Consider cases: Since strings in which the same digits appear the same number of times are equivalent, what matters is which digits are used and how often each digit appears in the five-digit string.
- The string contains five different digits: Each digit appears once in the string. There are $$\binom{10}{5}$$ ways to select the digits.
- The string contains four different digits: One digit appears twice and each of the others appears once. There are $10$ ways to select the digit that appears twice and $\binom{9}{3}$ ways to select which three of the remaining digits appear once. Hence, there are $$10\binom{9}{3}$$ such cases.
- The string contains three different digits: Either one digit appears three times and each of the others appears once or two digits appear twice and one digit appears once.
For the first case, there are $10$ ways to pick the digit that appears three times and $\binom{9}{2}$ ways to pick the digits that appear once. For the second case, there are $10$ ways to pick the digit that appears once and $\binom{9}{2}$ ways to pick the digits that appear twice. Hence, there are $$10\binom{9}{2} + 10\binom{9}{2}$$ such cases.

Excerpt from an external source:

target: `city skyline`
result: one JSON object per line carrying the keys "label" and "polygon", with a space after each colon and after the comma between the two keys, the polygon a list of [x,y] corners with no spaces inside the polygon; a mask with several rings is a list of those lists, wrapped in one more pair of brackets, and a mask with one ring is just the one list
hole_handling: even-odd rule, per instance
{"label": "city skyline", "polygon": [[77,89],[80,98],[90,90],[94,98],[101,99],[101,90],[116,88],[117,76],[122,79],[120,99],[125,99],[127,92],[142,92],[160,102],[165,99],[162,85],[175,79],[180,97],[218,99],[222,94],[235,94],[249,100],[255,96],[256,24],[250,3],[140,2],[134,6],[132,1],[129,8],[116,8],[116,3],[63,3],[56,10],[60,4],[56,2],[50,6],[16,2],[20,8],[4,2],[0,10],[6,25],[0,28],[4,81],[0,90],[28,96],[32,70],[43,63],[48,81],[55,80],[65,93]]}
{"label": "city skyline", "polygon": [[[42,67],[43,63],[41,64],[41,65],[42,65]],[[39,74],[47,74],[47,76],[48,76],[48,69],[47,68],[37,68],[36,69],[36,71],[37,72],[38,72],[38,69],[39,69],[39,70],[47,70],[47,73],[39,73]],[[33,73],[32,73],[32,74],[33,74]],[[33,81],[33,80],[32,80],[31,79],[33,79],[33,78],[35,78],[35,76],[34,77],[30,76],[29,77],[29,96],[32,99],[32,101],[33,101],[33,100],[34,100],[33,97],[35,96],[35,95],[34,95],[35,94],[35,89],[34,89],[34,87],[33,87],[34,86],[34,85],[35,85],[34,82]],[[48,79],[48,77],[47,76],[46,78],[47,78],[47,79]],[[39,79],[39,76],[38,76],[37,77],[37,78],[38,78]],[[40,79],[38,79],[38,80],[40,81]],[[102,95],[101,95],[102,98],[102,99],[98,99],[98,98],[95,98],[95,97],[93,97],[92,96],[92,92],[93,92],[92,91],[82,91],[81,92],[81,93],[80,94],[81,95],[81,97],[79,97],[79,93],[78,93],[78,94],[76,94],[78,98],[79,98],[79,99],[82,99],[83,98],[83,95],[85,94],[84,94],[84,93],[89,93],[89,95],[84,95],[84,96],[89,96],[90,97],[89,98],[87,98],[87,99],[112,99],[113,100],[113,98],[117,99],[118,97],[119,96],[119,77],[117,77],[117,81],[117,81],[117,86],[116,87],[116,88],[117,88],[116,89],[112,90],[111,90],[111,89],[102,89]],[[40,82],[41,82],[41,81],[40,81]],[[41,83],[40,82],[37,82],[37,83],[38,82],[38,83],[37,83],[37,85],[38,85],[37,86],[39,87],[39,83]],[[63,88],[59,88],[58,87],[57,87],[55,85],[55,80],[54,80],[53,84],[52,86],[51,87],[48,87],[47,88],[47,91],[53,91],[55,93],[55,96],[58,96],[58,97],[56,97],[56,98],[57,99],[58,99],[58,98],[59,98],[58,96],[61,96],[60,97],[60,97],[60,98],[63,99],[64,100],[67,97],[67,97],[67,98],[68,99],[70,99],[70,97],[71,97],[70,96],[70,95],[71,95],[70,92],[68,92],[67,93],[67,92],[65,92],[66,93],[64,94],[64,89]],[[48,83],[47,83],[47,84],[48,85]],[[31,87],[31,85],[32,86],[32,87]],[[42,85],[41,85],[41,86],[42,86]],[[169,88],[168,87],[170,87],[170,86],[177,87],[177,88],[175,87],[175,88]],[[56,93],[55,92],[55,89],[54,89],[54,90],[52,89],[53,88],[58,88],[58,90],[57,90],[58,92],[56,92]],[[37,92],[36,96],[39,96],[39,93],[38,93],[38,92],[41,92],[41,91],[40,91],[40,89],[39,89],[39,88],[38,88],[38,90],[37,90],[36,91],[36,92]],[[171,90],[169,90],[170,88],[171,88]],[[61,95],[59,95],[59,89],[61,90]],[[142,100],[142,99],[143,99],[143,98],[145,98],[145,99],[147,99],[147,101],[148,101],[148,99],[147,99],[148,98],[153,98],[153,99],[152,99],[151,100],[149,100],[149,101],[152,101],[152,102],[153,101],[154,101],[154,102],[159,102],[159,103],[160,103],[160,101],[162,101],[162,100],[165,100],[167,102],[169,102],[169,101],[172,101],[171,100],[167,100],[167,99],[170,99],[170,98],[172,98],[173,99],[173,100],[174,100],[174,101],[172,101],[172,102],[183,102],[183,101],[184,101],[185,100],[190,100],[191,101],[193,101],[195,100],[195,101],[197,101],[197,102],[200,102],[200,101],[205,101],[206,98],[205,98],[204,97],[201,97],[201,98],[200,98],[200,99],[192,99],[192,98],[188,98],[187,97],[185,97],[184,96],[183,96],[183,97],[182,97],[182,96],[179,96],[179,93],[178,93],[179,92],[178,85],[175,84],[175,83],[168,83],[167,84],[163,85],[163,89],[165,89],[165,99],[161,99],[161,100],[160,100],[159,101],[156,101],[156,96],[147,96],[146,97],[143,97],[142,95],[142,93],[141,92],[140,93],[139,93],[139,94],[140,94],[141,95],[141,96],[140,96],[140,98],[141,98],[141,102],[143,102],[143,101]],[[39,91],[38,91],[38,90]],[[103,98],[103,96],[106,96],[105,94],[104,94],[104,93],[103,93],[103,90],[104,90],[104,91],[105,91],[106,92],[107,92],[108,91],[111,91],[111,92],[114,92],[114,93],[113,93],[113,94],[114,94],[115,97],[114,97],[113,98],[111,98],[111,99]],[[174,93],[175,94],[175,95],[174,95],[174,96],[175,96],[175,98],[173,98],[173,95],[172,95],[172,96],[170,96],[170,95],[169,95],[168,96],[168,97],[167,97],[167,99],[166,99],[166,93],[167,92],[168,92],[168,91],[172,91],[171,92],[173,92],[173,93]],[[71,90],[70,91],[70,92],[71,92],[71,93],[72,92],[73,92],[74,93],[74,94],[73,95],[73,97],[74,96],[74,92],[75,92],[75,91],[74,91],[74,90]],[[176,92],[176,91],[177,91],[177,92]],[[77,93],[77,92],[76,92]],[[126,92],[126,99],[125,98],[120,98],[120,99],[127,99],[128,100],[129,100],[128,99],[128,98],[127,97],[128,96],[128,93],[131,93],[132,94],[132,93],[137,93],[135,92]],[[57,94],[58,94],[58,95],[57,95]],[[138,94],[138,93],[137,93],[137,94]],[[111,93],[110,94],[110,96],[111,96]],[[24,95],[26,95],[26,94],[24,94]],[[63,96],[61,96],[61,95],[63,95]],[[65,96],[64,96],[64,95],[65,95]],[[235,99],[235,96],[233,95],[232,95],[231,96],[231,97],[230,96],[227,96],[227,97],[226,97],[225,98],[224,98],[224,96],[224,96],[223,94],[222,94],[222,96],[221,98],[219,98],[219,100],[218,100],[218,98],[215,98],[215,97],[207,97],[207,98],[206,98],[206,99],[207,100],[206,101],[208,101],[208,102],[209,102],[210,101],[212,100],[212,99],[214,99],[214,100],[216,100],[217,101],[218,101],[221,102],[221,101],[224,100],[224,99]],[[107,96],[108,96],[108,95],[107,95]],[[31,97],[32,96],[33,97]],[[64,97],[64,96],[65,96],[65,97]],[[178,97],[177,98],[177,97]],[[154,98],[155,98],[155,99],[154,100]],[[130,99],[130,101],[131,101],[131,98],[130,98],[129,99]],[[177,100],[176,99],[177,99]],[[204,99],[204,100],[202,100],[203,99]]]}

- The string contains two different digits: Either one digit appears four times and the other appears once or one digit appears three times and the other appears twice.
In each of the two cases, there are $10$ ways to pick the number that appears more often in the string and $9$ ways to pick the remaining digit. Hence, there are $$10 \cdot 9 + 10 \cdot 9$$ such cases.
- The string contains one (repeated) digit: There are $10$ ways to choose the digit that occupies each position of the string.
Since the cases are mutually exclusive and exhaustive, the answer can be found by adding the results for the above cases.